Hij wist een goede plek waar we kleding konden kopen en lokaal eten konden vinden, buiten het drukbezochte centrum (klinkt aantrekkelijk!). Voor we het wisten zaten we glimlachend en vol vertrouwen in een TukTuk.

Al rijdend in de TukTuk begon ons gevoel al wat te veranderen en bij aankomst bij een ‘shabby’ pand genaamd “International Fashion Centre”, waar de eigenaar zelfs Nederlands kon praten en ons zinnen als “kijken kijken, niet kopen” toewierp, trekken we al snel de conclusie dat dit vooropgezet spel is. We doen letterlijk één rondje van nog geen minuut en lopen we rechtsomkeer naar de TukTuk en zeggen wij dat we terug willen naar waar we opstapten. Uiteraard beweert hij bij terugkomst dat de afgesproken prijs voor de TukTuk keer twee moet zijn (heen én terug), we hadden het spelletje allang door. Daarom blijft één van ons in de TukTuk zitten tot hij het wisselgeld overhandigd heeft tot de laatste cent en stappen we uit. De TukTuk chauffeur is chagrijnig. Hij heeft een lange rit gemaakt zonder echte winst. Jammer joh. Uiteindelijk heeft de scam ons €1,25 gekost, daar konden we dan wel weer om lachen.
We vervolgen onze zoektocht naar wat te eten en uiteraard vinden we ons steegje en natuurlijk is hij op zondag niet dicht! Sterker nog, het is er levendiger dan anders!
We zetten het shoppen door en hebben dan ook 3 dagen letterlijk onze schoenzolen van onze schoenen afgelopen met de aanwinsten als volgt:

  • Michel heeft een geweldig mooie bril gekocht.
  • We hebben 2 truien (zoals beloofd leggen we het je straks uit) gekocht van een lokaal label op een friday flea market
  • Beiden een herfstjasje a €2,- en Tim een trui a €1,50 in de tweedehands sectie (uitleg volgt… nog even geduld!)
  • Beiden nog een T-shirt

Na 3 dagen shoppen waren we het ook wel zat en waren we blij dat we ons naar het vliegveld mochten begeven…
Ja je hebt je geduld goed bewaard dus zullen we het je ook uitleggen. We hadden na 2 maanden warm weer behoefte aan een wat kouder klimaat en daarom hebben we in Siem Reap tickets naar Hong Kong geboekt! De temperatuur is daar namelijk 19ºC à 21ºC graden. Oftewel zo’n 10 tot 15ºC graden kouder dan we de afgelopen maanden gewend waren. Echt iets waar we naar uitkeken!
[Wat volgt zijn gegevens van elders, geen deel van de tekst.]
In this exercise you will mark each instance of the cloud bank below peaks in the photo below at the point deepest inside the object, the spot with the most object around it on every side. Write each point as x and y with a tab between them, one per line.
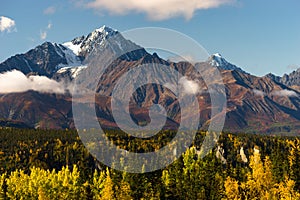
156	9
15	81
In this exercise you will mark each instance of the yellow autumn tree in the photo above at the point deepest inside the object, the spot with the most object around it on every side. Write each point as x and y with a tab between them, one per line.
232	189
108	189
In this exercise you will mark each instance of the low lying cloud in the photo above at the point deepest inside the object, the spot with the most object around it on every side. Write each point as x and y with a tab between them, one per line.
16	81
189	86
157	9
7	24
258	92
50	10
285	93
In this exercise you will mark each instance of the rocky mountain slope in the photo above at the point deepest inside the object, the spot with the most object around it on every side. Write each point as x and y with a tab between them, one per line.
267	104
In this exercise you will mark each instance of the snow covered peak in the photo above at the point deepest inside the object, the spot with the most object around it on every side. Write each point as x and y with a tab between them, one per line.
106	30
85	44
217	55
217	60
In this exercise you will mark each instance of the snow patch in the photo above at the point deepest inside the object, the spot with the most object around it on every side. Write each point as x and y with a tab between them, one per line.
75	48
73	70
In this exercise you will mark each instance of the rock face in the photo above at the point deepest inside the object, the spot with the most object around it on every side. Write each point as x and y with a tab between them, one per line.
267	104
291	80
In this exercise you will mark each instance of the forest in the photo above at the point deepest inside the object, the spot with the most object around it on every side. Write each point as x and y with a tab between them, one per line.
54	164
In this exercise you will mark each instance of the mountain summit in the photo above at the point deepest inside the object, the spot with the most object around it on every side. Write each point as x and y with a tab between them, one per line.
267	104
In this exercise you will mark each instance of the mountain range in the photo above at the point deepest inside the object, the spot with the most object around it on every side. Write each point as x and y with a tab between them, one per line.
267	105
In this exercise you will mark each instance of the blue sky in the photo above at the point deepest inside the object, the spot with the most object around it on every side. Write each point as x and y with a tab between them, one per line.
258	36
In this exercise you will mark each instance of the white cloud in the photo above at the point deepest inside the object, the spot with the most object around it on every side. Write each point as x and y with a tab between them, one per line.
43	35
157	9
16	81
50	10
189	86
285	93
258	92
49	26
7	24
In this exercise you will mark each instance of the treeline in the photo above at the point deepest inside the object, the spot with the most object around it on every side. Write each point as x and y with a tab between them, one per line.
52	164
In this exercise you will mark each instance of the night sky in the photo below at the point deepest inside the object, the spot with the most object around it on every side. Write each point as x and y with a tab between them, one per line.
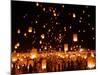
49	25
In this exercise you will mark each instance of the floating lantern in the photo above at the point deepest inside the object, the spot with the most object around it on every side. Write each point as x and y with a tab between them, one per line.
14	59
91	63
74	15
44	64
42	36
18	31
33	53
30	29
65	47
75	38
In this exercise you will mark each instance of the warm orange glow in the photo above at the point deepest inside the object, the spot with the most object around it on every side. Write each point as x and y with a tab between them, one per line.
74	15
42	36
30	29
54	14
18	31
44	64
14	59
33	56
25	34
65	47
17	44
75	38
15	47
91	63
92	54
33	53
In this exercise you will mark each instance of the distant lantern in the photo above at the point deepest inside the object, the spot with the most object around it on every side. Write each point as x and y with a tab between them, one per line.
42	36
30	29
44	64
25	34
18	31
74	15
15	47
33	53
65	47
75	38
91	63
18	44
37	4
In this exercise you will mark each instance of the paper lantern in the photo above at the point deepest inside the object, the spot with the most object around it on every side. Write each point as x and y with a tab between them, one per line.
33	53
42	36
75	38
18	31
65	47
30	29
44	64
91	63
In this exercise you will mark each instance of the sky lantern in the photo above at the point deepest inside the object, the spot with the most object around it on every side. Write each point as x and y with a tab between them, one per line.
18	31
91	63
30	29
75	37
33	53
42	36
65	47
44	64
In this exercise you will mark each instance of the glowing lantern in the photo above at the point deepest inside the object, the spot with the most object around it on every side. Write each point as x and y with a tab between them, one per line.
25	34
18	31
44	64
74	15
14	59
33	53
92	54
42	36
75	38
65	47
30	29
91	63
17	44
15	47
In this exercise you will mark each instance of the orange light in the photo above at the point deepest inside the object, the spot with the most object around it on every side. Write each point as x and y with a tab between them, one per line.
30	29
75	38
18	31
42	36
44	64
65	47
14	59
91	63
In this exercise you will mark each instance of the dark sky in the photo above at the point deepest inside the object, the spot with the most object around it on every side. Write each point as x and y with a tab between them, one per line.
56	22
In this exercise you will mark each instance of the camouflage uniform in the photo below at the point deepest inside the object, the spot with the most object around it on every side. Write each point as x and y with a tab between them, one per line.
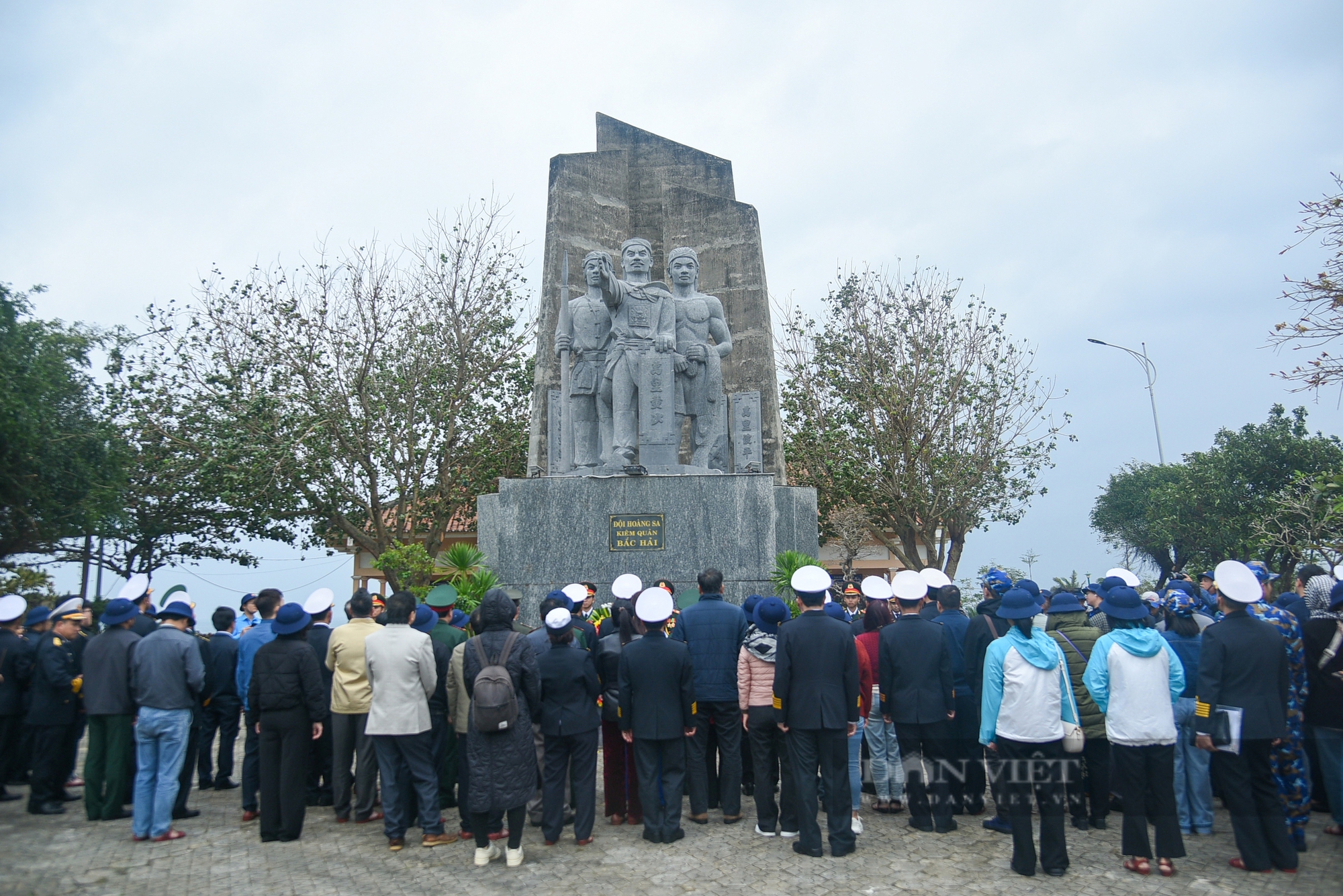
1289	757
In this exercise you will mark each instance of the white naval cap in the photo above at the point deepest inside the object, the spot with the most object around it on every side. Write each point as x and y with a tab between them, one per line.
11	608
655	605
811	580
627	587
320	601
909	585
1238	581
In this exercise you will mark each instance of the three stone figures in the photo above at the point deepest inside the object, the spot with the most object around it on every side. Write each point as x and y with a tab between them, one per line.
643	362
We hebben tijdens de dagen in Bangkok onderzoek gedaan naar hoe we naar het “kleine” vliegveld konden komen vanaf ons hotel. We vlogen om 06:45, dus dan moet je tegen 04:45 toch wel in de buurt zijn.
De conclusie is dat er een bus 24 uur per dag rijdt van nabij ons hotel naar Bangkok – Don Muaeng Airport. We hebben hard gezocht, met mensen proberen te communiceren, maar iedereen had een andere mening — wat ook de Thai typeert, deze zal nooit gezichtsverlies willen lijden als hij het niet weet, en wijst je “dan maar een willekeurige kant op — waar de bus vertrok en uiteindelijk stonden we op het treinstation en daar wist niemand er wat vanaf. We hebben ook naar de taxiprijzen gevraagd en dat kwam rond de €15,- a €20,-. Uiteindelijk vragen we aan de ticketbalie van het treinstation of zij toevallig iets weten over een bus naar het vliegveld. De dame in kwestie komt met het super leuke nieuws dat er ook gewoon een trein rijdt. Als we de trein van 04:30 nemen, komen we rond 05:57 aan op Don Muaeng Airport. Super! We besluiten ruim op tijd op het station te zijn om een kaartje te kopen (wat alleen op dezelfde dag als je treinreis kan in Thailand). Na wat mis-navigatie en in donkere steegjes met blaffende honden te hebben gestaan, komen we om 04:00 aan op Station Bangkok, en na wat zoeken — alles is hier in het Thais — stappen we met treinkaartje (à €0,13) in onze trein. Na wat lichte twijfel of het wel goed gaat komen en of hij wel echt gaat vertrekken — we zien monteurs wat gespannen heen en weer lopen met gereedschap — rijden we dan toch echt weg!

Hong Kong

Het vliegen naar Hong Kong gaat voorspoedig en na 2,5 uur staan we dan op Hong Kong International Airport.
Vanaf het airport pakken we een bus naar downtown Hong Kong en de rit geeft ons een mooie eerste indruk van Hong Kong en na ruim een uur staan we in de buurt van ons hotel. Voor ons is het terugschakelen, na de goedkope landen als Vietnam, Cambodja & Thailand, om nu in een relatief dure plek te zijn. Dit brengt dan ook wat onhandigheden met zich mee.. Omdat elke dag de prijzen van hotelkamers anders zijn en ze in het weekend astronomisch hoge bedragen vragen, zijn we veel tijd kwijt met het elke dag in- en uitchecken en het slepen van hotel naar hotel. Dan denk je “Ja maar dan betaal je toch wat meer?”, klopt, maar als je van €11,- per nacht komt, en je nu €35,- tot €150,- in het weekend voor een kamer betaald van 6m2, wil je graag even je best doen om wat te besparen. Om het de pret niet te laten drukken, vinden we na een aantal dagen gelukkig een structurele oplossing.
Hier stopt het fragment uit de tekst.